Leons was eventually sent to the Mississippi State Penitentiary, also known as Parchman Farm, where he spent about a month in repellant conditions.
The protesters were eventually freed, and Leons returned to California to finish his master’s degree at UCLA. He married and he and his wife eventually moved to the Pittsburgh area, where they took teaching jobs.
His goal was to get his Ph.D., and he soon enrolled at Pennsylvania State University. He spent more than two years in Bolivia writing his dissertation, “Dimensions of Pluralism in a Changing Bolivian Community.”
In describing the “arc of his life,” Leons noted that he had “a pretty dramatic childhood from the ages 4 to 14. But after that I felt I could make of myself as I wanted.”
He calls his own political liberalism “all part of a pattern. My three kids are not as concerned with politics.”
He credits role models in college, as well as the professors he met back in New Jersey when he worked delivering mail at a local college.
“I was talking with all these Ph.D.s, and I was fascinated with physics,” he recalled.
So many things are determined by chance, Leons says. “Things happen to you, fortuitous events [that matter later] if you can freeze the moment.”
His mother had suffered from Alzheimer’s disease and died when he was 61, a milestone that, as he remembers it, put him in a trance for a time.
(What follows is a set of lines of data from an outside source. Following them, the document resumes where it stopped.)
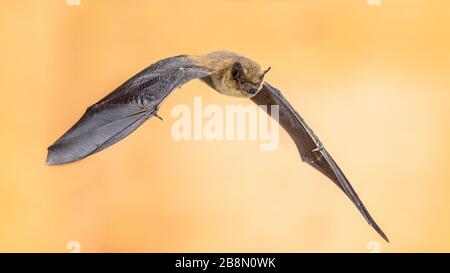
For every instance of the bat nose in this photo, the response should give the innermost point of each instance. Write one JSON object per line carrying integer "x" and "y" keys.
{"x": 253, "y": 90}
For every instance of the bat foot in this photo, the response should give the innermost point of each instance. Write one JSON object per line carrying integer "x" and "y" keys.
{"x": 319, "y": 147}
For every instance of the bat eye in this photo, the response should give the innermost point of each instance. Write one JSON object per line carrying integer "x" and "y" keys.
{"x": 237, "y": 71}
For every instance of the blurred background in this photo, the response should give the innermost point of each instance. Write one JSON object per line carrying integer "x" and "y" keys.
{"x": 371, "y": 80}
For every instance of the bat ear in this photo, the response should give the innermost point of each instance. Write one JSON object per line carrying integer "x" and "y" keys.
{"x": 264, "y": 73}
{"x": 237, "y": 72}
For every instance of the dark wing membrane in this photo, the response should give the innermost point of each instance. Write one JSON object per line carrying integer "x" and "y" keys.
{"x": 310, "y": 148}
{"x": 123, "y": 110}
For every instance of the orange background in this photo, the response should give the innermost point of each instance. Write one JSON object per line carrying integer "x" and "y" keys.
{"x": 372, "y": 81}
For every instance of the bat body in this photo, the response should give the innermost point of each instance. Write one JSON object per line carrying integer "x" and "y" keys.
{"x": 139, "y": 98}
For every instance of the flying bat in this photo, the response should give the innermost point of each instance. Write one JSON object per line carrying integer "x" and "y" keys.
{"x": 139, "y": 98}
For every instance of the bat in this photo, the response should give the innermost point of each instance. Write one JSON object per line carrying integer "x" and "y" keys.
{"x": 127, "y": 107}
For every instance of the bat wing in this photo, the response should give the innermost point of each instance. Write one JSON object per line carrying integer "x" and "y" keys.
{"x": 310, "y": 148}
{"x": 123, "y": 110}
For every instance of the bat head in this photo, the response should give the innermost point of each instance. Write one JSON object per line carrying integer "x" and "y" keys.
{"x": 247, "y": 77}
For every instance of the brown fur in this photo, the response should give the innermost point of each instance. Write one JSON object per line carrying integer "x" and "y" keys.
{"x": 220, "y": 64}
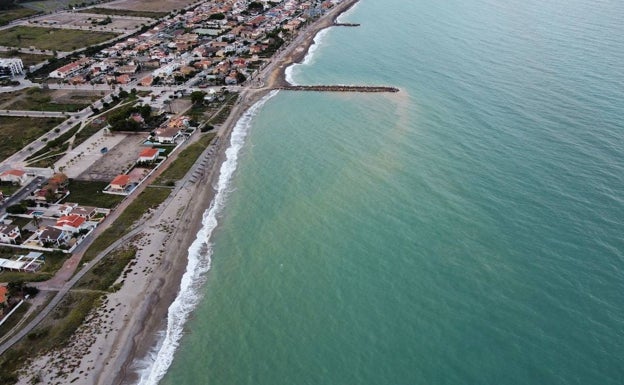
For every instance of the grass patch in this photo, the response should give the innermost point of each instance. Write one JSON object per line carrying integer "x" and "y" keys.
{"x": 106, "y": 272}
{"x": 88, "y": 131}
{"x": 149, "y": 198}
{"x": 8, "y": 15}
{"x": 27, "y": 58}
{"x": 125, "y": 12}
{"x": 9, "y": 188}
{"x": 9, "y": 324}
{"x": 68, "y": 316}
{"x": 36, "y": 99}
{"x": 185, "y": 160}
{"x": 223, "y": 114}
{"x": 53, "y": 262}
{"x": 52, "y": 333}
{"x": 52, "y": 39}
{"x": 18, "y": 132}
{"x": 89, "y": 193}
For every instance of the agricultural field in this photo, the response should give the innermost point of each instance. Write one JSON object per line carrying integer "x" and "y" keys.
{"x": 125, "y": 12}
{"x": 50, "y": 6}
{"x": 150, "y": 6}
{"x": 18, "y": 132}
{"x": 36, "y": 99}
{"x": 8, "y": 15}
{"x": 52, "y": 39}
{"x": 27, "y": 58}
{"x": 86, "y": 20}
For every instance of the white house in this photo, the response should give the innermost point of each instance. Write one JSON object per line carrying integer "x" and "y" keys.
{"x": 52, "y": 235}
{"x": 14, "y": 176}
{"x": 72, "y": 223}
{"x": 9, "y": 233}
{"x": 148, "y": 155}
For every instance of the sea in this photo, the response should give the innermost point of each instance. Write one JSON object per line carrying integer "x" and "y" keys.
{"x": 468, "y": 229}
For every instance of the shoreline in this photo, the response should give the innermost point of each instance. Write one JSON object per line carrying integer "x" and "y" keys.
{"x": 130, "y": 323}
{"x": 274, "y": 75}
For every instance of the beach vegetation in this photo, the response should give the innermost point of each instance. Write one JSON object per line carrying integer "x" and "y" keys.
{"x": 185, "y": 160}
{"x": 148, "y": 199}
{"x": 197, "y": 97}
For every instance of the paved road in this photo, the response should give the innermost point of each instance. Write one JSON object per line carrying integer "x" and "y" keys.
{"x": 34, "y": 114}
{"x": 123, "y": 240}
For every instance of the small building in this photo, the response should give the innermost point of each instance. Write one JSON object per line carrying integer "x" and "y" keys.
{"x": 11, "y": 67}
{"x": 69, "y": 69}
{"x": 167, "y": 134}
{"x": 72, "y": 223}
{"x": 50, "y": 235}
{"x": 148, "y": 155}
{"x": 4, "y": 294}
{"x": 9, "y": 234}
{"x": 120, "y": 183}
{"x": 14, "y": 176}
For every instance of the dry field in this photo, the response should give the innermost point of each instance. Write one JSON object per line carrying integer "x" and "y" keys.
{"x": 150, "y": 6}
{"x": 117, "y": 160}
{"x": 85, "y": 20}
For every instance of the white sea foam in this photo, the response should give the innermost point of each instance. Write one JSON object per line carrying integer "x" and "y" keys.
{"x": 341, "y": 18}
{"x": 152, "y": 368}
{"x": 292, "y": 70}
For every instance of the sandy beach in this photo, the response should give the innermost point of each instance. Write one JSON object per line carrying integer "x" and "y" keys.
{"x": 126, "y": 327}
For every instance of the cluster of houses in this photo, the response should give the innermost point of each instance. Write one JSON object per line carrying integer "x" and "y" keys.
{"x": 222, "y": 39}
{"x": 58, "y": 226}
{"x": 53, "y": 225}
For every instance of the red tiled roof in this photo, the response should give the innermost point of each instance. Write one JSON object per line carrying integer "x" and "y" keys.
{"x": 121, "y": 180}
{"x": 14, "y": 172}
{"x": 3, "y": 293}
{"x": 72, "y": 220}
{"x": 148, "y": 152}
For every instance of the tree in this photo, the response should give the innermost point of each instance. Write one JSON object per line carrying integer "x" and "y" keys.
{"x": 16, "y": 209}
{"x": 197, "y": 97}
{"x": 217, "y": 16}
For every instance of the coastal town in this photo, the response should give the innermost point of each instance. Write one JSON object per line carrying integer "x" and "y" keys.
{"x": 115, "y": 117}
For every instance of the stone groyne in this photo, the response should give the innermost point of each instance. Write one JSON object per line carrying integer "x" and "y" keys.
{"x": 339, "y": 88}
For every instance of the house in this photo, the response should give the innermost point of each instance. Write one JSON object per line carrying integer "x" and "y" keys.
{"x": 167, "y": 134}
{"x": 72, "y": 223}
{"x": 137, "y": 117}
{"x": 122, "y": 79}
{"x": 147, "y": 81}
{"x": 53, "y": 236}
{"x": 120, "y": 183}
{"x": 14, "y": 176}
{"x": 148, "y": 155}
{"x": 9, "y": 234}
{"x": 4, "y": 294}
{"x": 65, "y": 209}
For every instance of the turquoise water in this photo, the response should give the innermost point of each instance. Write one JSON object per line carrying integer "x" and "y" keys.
{"x": 468, "y": 230}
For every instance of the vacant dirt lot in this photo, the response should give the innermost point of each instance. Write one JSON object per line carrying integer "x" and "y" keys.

“I remember crossing the street without looking for cars,” he said.
‘Happy in Vermont’
Leons’ worldview, he observes, is determined by his own experiences and is influenced by individuals whose intellect appeals to him. One such person is anthropologist Eric Wolf.
“To explain society, it is important to see it in historical context as within a larger community,” argues Wolf, who did research on historical colonial expansion and the implications of capitalist penetration for tribal peoples.
Leons has read widely on Holocaust literature, which also supports his interest in issues such as race, class, religion, imperialism, and colonialism — “whatever was germane to what I was teaching,” he said.
And he said he’s “probably developed simply a jaundiced view of the world.”
“As human beings, we are our own worst enemies, the most dangerous species on earth,” Leons said.
Apart from radiation treatment for cancer, Leons emphasizes the peace he now enjoys in his house and garden with Kim and the dogs.
“I’m happy in Vermont,” he declared.